If you remember, I wrote a post last week that looked at the relative spreads between dollar and euro-denominated funding curves. I presented this chart in that post:
Fast-forward a week, and here’s an update that spans from May 6 to May 14, again using data from the FT:
We should note several things from this update:
- First, spreads between dollar and euro funding curves have only compressed – not widened.
- Second, the spread between overnight dollar Libor and euro Libor is now negative. So in other words, this point plus my first one highlight that dollar funding needs have only grown – not shrunk.
- Third, on May 11, there was a dramatic spike in the spread for overnight euro Libor versus overnight dollar Libor, then it went back to being negative. So my question is this: was there a bank run? The only reason (in my mind, anyway) we would see a spike like that was if depositors were running to the banks to pull their euros out en masse.
- Fourth, overnight dollar Libor is trading above Fed funds. It makes me inclined to believe we’ll see effective Fed funds over 25bps soon – outside of the Fed’s range.
I also put these charts together that show how rates have moved from two perspectives: the first shows how these rates all moved through time while the second shows how the yield curve has changed through time. The first pair of charts is for dollar Libor and the second pair is for euro Libor.
The last two charts of euro Libor show that overnight Libor spiked pretty intensely for one day. I went back to May 11th to get a sense of the newsflow, and here’s what I found:
FRANKFURT, May 11 (Reuters) – Deutsche Bank (DBKGn.DE) said European banks could face losses of between 50 billion euros ($63.5 billion) and 75 billion if the debt crisis in Greece continues to escalate and banks are forced to take a “haircut” on Greek sovereign debt.
So Deutsche sees writedowns and haircuts. Shocking. Then there was this from Moody’s:
Moody’s in a “special comment,” called the sovereign debt crisis “unprecedented.” European Union finance ministers agreed to an emergency loan package on Monday that with IMF support could reach 750 billion euros ($1 trillion) to prevent a sovereign debt crisis spreading through the euro zone.
“Contagion has spread from Greece — historically a weaker credit in the context of the euro zone — to sovereigns with stronger credit metrics like Portugal, Ireland and Spain,” Moody’s said.
That would’ve moved the market for Greek debt as the last few remaining Greek debt holders – like those who fought under Colonel Custer to the bitter end at Little Big Horn – would’ve been forced to capitulate and have their butts handed to them. Literally.
Finally, there was this:
BRUSSELS/PARIS, May 11 (Reuters) – Franco-Belgian financial services group Dexia SA (DEXI.BR) reported a higher than expected first-quarter net profit, boosted by a one-off capital gain, and revealed its exposure to Greece.

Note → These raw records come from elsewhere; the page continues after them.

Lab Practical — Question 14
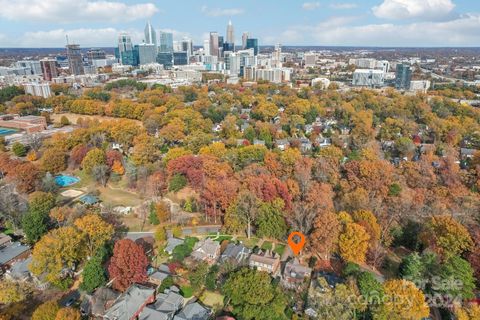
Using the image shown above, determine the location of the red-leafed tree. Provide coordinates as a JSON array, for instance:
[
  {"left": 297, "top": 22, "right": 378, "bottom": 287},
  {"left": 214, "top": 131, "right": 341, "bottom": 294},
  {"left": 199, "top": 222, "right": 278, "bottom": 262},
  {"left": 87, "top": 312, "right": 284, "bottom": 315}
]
[
  {"left": 147, "top": 170, "right": 168, "bottom": 197},
  {"left": 14, "top": 162, "right": 40, "bottom": 193},
  {"left": 70, "top": 144, "right": 88, "bottom": 167},
  {"left": 108, "top": 239, "right": 148, "bottom": 291},
  {"left": 106, "top": 150, "right": 123, "bottom": 168},
  {"left": 244, "top": 174, "right": 292, "bottom": 210},
  {"left": 167, "top": 155, "right": 203, "bottom": 189},
  {"left": 200, "top": 177, "right": 238, "bottom": 222}
]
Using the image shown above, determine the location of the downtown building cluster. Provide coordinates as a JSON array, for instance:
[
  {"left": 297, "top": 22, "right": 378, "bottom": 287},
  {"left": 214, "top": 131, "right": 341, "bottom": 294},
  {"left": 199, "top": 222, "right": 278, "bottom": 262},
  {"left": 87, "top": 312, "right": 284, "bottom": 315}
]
[{"left": 115, "top": 21, "right": 291, "bottom": 83}]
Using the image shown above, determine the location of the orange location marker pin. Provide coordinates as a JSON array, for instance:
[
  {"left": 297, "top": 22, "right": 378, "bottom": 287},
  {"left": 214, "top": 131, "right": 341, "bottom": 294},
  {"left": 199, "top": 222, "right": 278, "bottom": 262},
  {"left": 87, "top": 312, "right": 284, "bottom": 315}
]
[{"left": 288, "top": 231, "right": 305, "bottom": 256}]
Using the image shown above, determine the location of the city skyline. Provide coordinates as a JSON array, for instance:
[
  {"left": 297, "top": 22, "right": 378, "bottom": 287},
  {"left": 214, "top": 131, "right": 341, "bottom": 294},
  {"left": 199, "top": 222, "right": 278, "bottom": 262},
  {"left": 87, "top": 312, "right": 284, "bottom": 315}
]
[{"left": 0, "top": 0, "right": 480, "bottom": 48}]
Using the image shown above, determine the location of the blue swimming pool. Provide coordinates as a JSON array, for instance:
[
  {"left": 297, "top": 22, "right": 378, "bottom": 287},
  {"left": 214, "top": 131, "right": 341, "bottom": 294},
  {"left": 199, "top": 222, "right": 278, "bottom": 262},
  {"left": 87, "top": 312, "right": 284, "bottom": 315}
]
[
  {"left": 55, "top": 174, "right": 80, "bottom": 187},
  {"left": 0, "top": 127, "right": 18, "bottom": 137}
]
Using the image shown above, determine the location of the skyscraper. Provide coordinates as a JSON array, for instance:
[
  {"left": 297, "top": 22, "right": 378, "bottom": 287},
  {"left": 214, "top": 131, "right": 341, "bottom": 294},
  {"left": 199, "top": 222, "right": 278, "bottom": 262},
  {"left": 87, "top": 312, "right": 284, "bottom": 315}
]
[
  {"left": 395, "top": 63, "right": 412, "bottom": 90},
  {"left": 242, "top": 32, "right": 248, "bottom": 50},
  {"left": 116, "top": 33, "right": 138, "bottom": 66},
  {"left": 145, "top": 21, "right": 157, "bottom": 47},
  {"left": 159, "top": 31, "right": 173, "bottom": 52},
  {"left": 226, "top": 20, "right": 235, "bottom": 44},
  {"left": 40, "top": 58, "right": 58, "bottom": 81},
  {"left": 203, "top": 39, "right": 210, "bottom": 56},
  {"left": 134, "top": 43, "right": 157, "bottom": 65},
  {"left": 210, "top": 32, "right": 219, "bottom": 57},
  {"left": 181, "top": 38, "right": 193, "bottom": 56},
  {"left": 67, "top": 44, "right": 84, "bottom": 75},
  {"left": 87, "top": 49, "right": 106, "bottom": 64},
  {"left": 245, "top": 38, "right": 258, "bottom": 55}
]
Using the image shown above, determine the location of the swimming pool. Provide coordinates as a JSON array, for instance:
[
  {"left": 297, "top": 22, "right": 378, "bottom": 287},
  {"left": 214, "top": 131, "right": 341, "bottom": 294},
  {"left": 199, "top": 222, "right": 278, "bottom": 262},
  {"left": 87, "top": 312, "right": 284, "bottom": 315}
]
[
  {"left": 55, "top": 174, "right": 80, "bottom": 187},
  {"left": 0, "top": 127, "right": 18, "bottom": 137}
]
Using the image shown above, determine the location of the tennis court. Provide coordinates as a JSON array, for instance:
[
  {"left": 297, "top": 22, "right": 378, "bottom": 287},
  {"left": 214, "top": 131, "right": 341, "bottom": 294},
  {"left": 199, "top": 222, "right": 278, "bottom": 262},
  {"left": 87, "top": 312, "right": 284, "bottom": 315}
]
[{"left": 0, "top": 127, "right": 17, "bottom": 137}]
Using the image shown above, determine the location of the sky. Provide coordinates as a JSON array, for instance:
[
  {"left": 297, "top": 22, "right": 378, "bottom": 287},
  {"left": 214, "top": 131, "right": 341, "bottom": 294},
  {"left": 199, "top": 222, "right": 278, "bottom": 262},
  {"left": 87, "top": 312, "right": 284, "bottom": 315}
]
[{"left": 0, "top": 0, "right": 480, "bottom": 47}]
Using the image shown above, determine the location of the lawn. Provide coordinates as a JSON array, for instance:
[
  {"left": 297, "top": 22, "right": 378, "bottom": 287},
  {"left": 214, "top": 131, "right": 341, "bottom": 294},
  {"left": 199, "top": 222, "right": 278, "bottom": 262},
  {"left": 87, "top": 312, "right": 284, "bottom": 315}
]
[
  {"left": 97, "top": 187, "right": 142, "bottom": 207},
  {"left": 199, "top": 290, "right": 223, "bottom": 307},
  {"left": 207, "top": 233, "right": 233, "bottom": 243},
  {"left": 262, "top": 241, "right": 272, "bottom": 250},
  {"left": 273, "top": 243, "right": 285, "bottom": 255},
  {"left": 237, "top": 237, "right": 258, "bottom": 249}
]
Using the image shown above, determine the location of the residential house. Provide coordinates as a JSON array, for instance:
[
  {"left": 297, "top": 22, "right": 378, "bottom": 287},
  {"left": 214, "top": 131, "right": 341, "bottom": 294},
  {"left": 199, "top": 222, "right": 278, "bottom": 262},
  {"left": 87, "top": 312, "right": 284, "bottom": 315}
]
[
  {"left": 253, "top": 139, "right": 265, "bottom": 146},
  {"left": 148, "top": 263, "right": 172, "bottom": 285},
  {"left": 138, "top": 286, "right": 184, "bottom": 320},
  {"left": 0, "top": 233, "right": 30, "bottom": 273},
  {"left": 315, "top": 135, "right": 332, "bottom": 148},
  {"left": 165, "top": 237, "right": 185, "bottom": 254},
  {"left": 248, "top": 250, "right": 280, "bottom": 274},
  {"left": 460, "top": 148, "right": 478, "bottom": 160},
  {"left": 299, "top": 138, "right": 312, "bottom": 153},
  {"left": 275, "top": 139, "right": 290, "bottom": 151},
  {"left": 191, "top": 238, "right": 220, "bottom": 263},
  {"left": 220, "top": 243, "right": 252, "bottom": 265},
  {"left": 282, "top": 258, "right": 312, "bottom": 289},
  {"left": 80, "top": 287, "right": 120, "bottom": 318},
  {"left": 103, "top": 284, "right": 155, "bottom": 320},
  {"left": 173, "top": 302, "right": 212, "bottom": 320},
  {"left": 5, "top": 256, "right": 49, "bottom": 290}
]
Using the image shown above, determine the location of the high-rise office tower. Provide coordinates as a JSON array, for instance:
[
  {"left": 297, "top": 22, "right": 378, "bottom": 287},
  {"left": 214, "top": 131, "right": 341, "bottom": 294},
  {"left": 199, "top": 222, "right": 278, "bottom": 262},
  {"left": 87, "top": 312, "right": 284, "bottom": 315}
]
[
  {"left": 134, "top": 43, "right": 157, "bottom": 65},
  {"left": 67, "top": 44, "right": 84, "bottom": 75},
  {"left": 15, "top": 60, "right": 42, "bottom": 74},
  {"left": 87, "top": 49, "right": 106, "bottom": 64},
  {"left": 145, "top": 21, "right": 157, "bottom": 47},
  {"left": 157, "top": 52, "right": 173, "bottom": 69},
  {"left": 210, "top": 32, "right": 219, "bottom": 57},
  {"left": 395, "top": 63, "right": 412, "bottom": 90},
  {"left": 40, "top": 58, "right": 58, "bottom": 81},
  {"left": 242, "top": 32, "right": 248, "bottom": 50},
  {"left": 159, "top": 31, "right": 173, "bottom": 52},
  {"left": 203, "top": 39, "right": 210, "bottom": 56},
  {"left": 272, "top": 43, "right": 282, "bottom": 68},
  {"left": 246, "top": 38, "right": 258, "bottom": 55},
  {"left": 226, "top": 20, "right": 235, "bottom": 43},
  {"left": 115, "top": 33, "right": 138, "bottom": 66},
  {"left": 180, "top": 38, "right": 193, "bottom": 56}
]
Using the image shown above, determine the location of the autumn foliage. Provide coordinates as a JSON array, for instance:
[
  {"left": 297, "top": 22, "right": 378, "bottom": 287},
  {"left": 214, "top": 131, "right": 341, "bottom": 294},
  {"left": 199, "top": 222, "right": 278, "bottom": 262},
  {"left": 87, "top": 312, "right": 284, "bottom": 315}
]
[{"left": 108, "top": 239, "right": 148, "bottom": 291}]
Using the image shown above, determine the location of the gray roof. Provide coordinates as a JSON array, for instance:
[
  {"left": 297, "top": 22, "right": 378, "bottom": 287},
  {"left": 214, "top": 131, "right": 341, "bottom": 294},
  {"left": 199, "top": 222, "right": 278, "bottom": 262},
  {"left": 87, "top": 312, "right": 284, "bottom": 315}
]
[
  {"left": 192, "top": 238, "right": 220, "bottom": 260},
  {"left": 91, "top": 287, "right": 119, "bottom": 316},
  {"left": 173, "top": 302, "right": 210, "bottom": 320},
  {"left": 165, "top": 237, "right": 184, "bottom": 254},
  {"left": 9, "top": 257, "right": 32, "bottom": 280},
  {"left": 0, "top": 242, "right": 30, "bottom": 265},
  {"left": 139, "top": 286, "right": 183, "bottom": 320},
  {"left": 104, "top": 284, "right": 155, "bottom": 320},
  {"left": 150, "top": 271, "right": 170, "bottom": 281},
  {"left": 460, "top": 148, "right": 478, "bottom": 156},
  {"left": 220, "top": 243, "right": 251, "bottom": 263},
  {"left": 0, "top": 233, "right": 12, "bottom": 247},
  {"left": 283, "top": 258, "right": 312, "bottom": 279}
]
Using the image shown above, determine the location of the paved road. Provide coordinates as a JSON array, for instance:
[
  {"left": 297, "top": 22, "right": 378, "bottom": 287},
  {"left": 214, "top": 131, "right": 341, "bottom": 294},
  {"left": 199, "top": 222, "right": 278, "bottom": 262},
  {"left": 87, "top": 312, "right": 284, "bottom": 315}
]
[{"left": 126, "top": 225, "right": 221, "bottom": 240}]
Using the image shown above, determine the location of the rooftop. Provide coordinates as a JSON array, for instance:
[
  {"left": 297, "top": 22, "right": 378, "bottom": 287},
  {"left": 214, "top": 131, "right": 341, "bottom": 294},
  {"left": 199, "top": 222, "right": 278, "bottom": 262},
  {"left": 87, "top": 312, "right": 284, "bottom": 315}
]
[{"left": 0, "top": 242, "right": 30, "bottom": 265}]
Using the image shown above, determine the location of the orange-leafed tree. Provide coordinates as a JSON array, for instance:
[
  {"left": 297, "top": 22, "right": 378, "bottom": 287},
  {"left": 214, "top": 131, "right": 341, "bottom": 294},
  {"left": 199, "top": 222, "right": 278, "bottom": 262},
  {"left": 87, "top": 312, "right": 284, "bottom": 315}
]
[
  {"left": 108, "top": 239, "right": 148, "bottom": 291},
  {"left": 338, "top": 223, "right": 370, "bottom": 263},
  {"left": 309, "top": 211, "right": 341, "bottom": 261},
  {"left": 74, "top": 214, "right": 114, "bottom": 257}
]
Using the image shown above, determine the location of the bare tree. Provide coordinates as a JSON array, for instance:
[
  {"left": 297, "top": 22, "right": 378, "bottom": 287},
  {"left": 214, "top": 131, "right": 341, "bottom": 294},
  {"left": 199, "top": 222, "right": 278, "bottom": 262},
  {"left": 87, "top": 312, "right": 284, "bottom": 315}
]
[{"left": 26, "top": 133, "right": 43, "bottom": 152}]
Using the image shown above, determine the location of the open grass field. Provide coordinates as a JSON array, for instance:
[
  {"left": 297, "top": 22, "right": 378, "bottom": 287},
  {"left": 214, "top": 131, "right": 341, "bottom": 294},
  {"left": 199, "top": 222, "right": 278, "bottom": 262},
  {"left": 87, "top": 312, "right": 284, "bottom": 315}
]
[
  {"left": 200, "top": 290, "right": 223, "bottom": 307},
  {"left": 97, "top": 186, "right": 142, "bottom": 207}
]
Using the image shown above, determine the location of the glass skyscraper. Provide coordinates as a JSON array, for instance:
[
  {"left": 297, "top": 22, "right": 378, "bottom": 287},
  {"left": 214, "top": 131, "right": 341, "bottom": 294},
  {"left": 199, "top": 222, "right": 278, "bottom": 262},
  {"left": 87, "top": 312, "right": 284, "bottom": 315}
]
[
  {"left": 159, "top": 32, "right": 173, "bottom": 52},
  {"left": 246, "top": 38, "right": 258, "bottom": 55},
  {"left": 395, "top": 63, "right": 412, "bottom": 90}
]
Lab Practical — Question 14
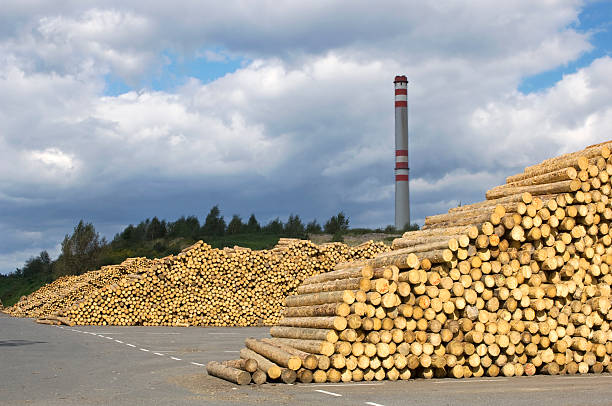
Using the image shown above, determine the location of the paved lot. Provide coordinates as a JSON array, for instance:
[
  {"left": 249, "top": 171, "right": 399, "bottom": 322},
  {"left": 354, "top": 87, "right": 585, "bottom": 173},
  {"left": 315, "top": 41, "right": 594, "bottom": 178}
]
[{"left": 0, "top": 314, "right": 612, "bottom": 406}]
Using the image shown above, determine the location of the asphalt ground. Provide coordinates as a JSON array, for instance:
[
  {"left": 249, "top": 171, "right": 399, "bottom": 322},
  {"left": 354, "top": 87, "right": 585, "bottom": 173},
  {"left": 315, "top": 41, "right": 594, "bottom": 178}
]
[{"left": 0, "top": 314, "right": 612, "bottom": 406}]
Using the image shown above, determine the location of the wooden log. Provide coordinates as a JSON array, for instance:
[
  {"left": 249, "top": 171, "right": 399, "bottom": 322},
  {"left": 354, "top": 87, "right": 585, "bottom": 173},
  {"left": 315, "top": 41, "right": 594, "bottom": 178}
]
[
  {"left": 494, "top": 166, "right": 578, "bottom": 189},
  {"left": 391, "top": 234, "right": 470, "bottom": 252},
  {"left": 240, "top": 348, "right": 282, "bottom": 379},
  {"left": 245, "top": 338, "right": 302, "bottom": 372},
  {"left": 297, "top": 278, "right": 370, "bottom": 294},
  {"left": 206, "top": 361, "right": 251, "bottom": 385},
  {"left": 404, "top": 224, "right": 478, "bottom": 239},
  {"left": 261, "top": 338, "right": 319, "bottom": 370},
  {"left": 486, "top": 179, "right": 581, "bottom": 199},
  {"left": 285, "top": 290, "right": 355, "bottom": 307},
  {"left": 251, "top": 369, "right": 268, "bottom": 385},
  {"left": 449, "top": 193, "right": 533, "bottom": 213},
  {"left": 302, "top": 265, "right": 374, "bottom": 285},
  {"left": 270, "top": 326, "right": 338, "bottom": 343},
  {"left": 223, "top": 358, "right": 258, "bottom": 373},
  {"left": 285, "top": 303, "right": 351, "bottom": 317},
  {"left": 272, "top": 338, "right": 335, "bottom": 357},
  {"left": 278, "top": 316, "right": 347, "bottom": 330},
  {"left": 281, "top": 368, "right": 297, "bottom": 384}
]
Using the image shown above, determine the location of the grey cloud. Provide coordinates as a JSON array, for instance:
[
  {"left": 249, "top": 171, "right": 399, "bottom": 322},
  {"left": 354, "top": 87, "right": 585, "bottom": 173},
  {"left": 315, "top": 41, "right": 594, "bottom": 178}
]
[{"left": 0, "top": 1, "right": 611, "bottom": 270}]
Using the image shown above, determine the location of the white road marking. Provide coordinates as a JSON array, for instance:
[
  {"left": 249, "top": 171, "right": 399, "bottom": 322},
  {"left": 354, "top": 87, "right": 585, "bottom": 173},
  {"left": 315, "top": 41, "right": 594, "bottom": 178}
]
[
  {"left": 315, "top": 389, "right": 342, "bottom": 396},
  {"left": 310, "top": 382, "right": 384, "bottom": 388}
]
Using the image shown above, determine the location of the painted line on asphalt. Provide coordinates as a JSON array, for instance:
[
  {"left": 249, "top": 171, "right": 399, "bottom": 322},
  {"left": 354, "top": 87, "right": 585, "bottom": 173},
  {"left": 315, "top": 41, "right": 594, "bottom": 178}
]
[
  {"left": 315, "top": 389, "right": 342, "bottom": 397},
  {"left": 310, "top": 382, "right": 384, "bottom": 388},
  {"left": 55, "top": 326, "right": 206, "bottom": 370}
]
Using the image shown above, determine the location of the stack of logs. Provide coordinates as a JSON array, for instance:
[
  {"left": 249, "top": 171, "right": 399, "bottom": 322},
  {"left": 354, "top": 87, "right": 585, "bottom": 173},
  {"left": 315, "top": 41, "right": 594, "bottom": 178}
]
[
  {"left": 8, "top": 239, "right": 389, "bottom": 326},
  {"left": 209, "top": 143, "right": 612, "bottom": 383},
  {"left": 6, "top": 257, "right": 153, "bottom": 324}
]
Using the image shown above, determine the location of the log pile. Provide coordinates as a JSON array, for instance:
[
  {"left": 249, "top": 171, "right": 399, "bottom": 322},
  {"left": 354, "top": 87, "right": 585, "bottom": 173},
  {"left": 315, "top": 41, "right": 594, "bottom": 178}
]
[
  {"left": 7, "top": 239, "right": 389, "bottom": 326},
  {"left": 212, "top": 143, "right": 612, "bottom": 382},
  {"left": 6, "top": 258, "right": 154, "bottom": 324}
]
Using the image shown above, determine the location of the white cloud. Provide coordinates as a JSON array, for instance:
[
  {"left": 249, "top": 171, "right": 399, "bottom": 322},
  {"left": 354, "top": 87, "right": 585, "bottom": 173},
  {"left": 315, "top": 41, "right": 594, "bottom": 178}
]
[
  {"left": 0, "top": 0, "right": 612, "bottom": 272},
  {"left": 30, "top": 148, "right": 75, "bottom": 172}
]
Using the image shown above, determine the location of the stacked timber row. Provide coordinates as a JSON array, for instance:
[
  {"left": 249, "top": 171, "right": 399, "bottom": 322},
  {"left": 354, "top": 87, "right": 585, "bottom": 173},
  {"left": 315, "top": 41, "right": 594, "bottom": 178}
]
[
  {"left": 210, "top": 143, "right": 612, "bottom": 382},
  {"left": 6, "top": 258, "right": 154, "bottom": 324},
  {"left": 8, "top": 239, "right": 389, "bottom": 326}
]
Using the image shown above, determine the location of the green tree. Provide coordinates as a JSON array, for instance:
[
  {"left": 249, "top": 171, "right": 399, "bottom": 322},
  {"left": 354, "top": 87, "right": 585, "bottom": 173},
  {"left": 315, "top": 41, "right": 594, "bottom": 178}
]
[
  {"left": 168, "top": 216, "right": 200, "bottom": 239},
  {"left": 146, "top": 217, "right": 167, "bottom": 241},
  {"left": 227, "top": 214, "right": 244, "bottom": 234},
  {"left": 246, "top": 214, "right": 261, "bottom": 233},
  {"left": 402, "top": 223, "right": 421, "bottom": 232},
  {"left": 306, "top": 219, "right": 323, "bottom": 234},
  {"left": 17, "top": 251, "right": 53, "bottom": 282},
  {"left": 201, "top": 205, "right": 225, "bottom": 236},
  {"left": 264, "top": 217, "right": 284, "bottom": 235},
  {"left": 53, "top": 220, "right": 106, "bottom": 276},
  {"left": 283, "top": 214, "right": 306, "bottom": 237},
  {"left": 325, "top": 211, "right": 349, "bottom": 234}
]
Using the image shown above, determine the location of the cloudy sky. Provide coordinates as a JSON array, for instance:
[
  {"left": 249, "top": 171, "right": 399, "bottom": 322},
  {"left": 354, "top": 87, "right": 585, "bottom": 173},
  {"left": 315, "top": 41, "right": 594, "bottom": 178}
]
[{"left": 0, "top": 0, "right": 612, "bottom": 272}]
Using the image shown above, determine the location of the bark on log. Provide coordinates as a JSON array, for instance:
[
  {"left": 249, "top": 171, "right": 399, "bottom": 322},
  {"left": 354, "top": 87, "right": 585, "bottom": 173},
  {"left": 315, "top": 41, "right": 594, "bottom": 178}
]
[
  {"left": 302, "top": 265, "right": 374, "bottom": 285},
  {"left": 244, "top": 338, "right": 302, "bottom": 372},
  {"left": 285, "top": 290, "right": 355, "bottom": 307},
  {"left": 206, "top": 361, "right": 251, "bottom": 385},
  {"left": 261, "top": 338, "right": 319, "bottom": 370},
  {"left": 240, "top": 348, "right": 281, "bottom": 379},
  {"left": 486, "top": 179, "right": 581, "bottom": 200},
  {"left": 223, "top": 358, "right": 258, "bottom": 373},
  {"left": 284, "top": 303, "right": 351, "bottom": 318},
  {"left": 270, "top": 326, "right": 338, "bottom": 344},
  {"left": 297, "top": 278, "right": 370, "bottom": 295},
  {"left": 266, "top": 338, "right": 335, "bottom": 356},
  {"left": 278, "top": 316, "right": 347, "bottom": 330}
]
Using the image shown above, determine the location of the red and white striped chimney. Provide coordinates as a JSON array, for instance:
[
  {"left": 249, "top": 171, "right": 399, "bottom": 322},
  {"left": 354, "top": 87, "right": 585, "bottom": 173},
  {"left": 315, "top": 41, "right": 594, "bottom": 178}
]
[{"left": 393, "top": 75, "right": 410, "bottom": 230}]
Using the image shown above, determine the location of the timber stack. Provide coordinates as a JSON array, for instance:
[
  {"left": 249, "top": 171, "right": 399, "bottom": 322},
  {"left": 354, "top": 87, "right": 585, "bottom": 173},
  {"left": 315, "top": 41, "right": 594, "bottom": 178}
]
[
  {"left": 5, "top": 239, "right": 389, "bottom": 326},
  {"left": 7, "top": 257, "right": 154, "bottom": 324},
  {"left": 212, "top": 142, "right": 612, "bottom": 383}
]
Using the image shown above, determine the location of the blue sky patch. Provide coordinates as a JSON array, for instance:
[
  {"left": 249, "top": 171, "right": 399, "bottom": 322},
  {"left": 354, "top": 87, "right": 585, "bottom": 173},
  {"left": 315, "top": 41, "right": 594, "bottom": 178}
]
[
  {"left": 518, "top": 0, "right": 612, "bottom": 94},
  {"left": 104, "top": 49, "right": 247, "bottom": 96}
]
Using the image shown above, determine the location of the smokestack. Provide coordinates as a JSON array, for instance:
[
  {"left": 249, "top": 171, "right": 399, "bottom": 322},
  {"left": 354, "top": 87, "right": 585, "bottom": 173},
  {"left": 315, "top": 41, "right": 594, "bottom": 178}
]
[{"left": 393, "top": 75, "right": 410, "bottom": 230}]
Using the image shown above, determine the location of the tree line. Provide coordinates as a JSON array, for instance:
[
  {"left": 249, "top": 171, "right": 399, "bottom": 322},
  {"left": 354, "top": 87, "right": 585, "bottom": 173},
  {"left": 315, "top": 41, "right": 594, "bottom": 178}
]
[
  {"left": 0, "top": 205, "right": 418, "bottom": 290},
  {"left": 0, "top": 205, "right": 349, "bottom": 283},
  {"left": 111, "top": 206, "right": 349, "bottom": 244}
]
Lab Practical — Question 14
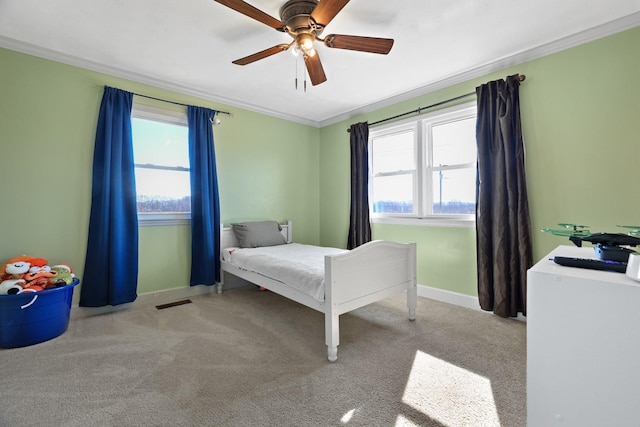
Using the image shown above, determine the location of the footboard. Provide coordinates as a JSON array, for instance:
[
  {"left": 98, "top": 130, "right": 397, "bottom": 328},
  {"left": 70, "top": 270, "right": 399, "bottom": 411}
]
[{"left": 325, "top": 240, "right": 417, "bottom": 361}]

The company, kept afloat by a bailout and state guarantees in late 2008, said in a statement on Tuesday its exposure to Greek sovereign debt was 3.7 billion euros ($4.7 billion), with little to no exposure to Greek banking, local authorities and corporates.
It added its insurance companies had exposure to a further 1.2 billion euros of Greek sovereign debt, but this was less of an issue for Dexia itself.
Dexia had a 19 billion euro exposure to sovereign bonds at the end of 2009, of which 18 billion euros rated AA or below. It did not give a breakdown per country.
Now, I don’t know much about Dexia, but that sounds like a lot of sovereign debt rated AA or below for one firm to carry. And of that $18bn, almost $5bn is in Greece. But whether they experienced a run or not on the back of this release is unclear. They have a sizable balance sheet at €588bn, so if they got wobbly, it would matter.
Needless to say, Libor funding data is something that bears watching for the short to intermediate term.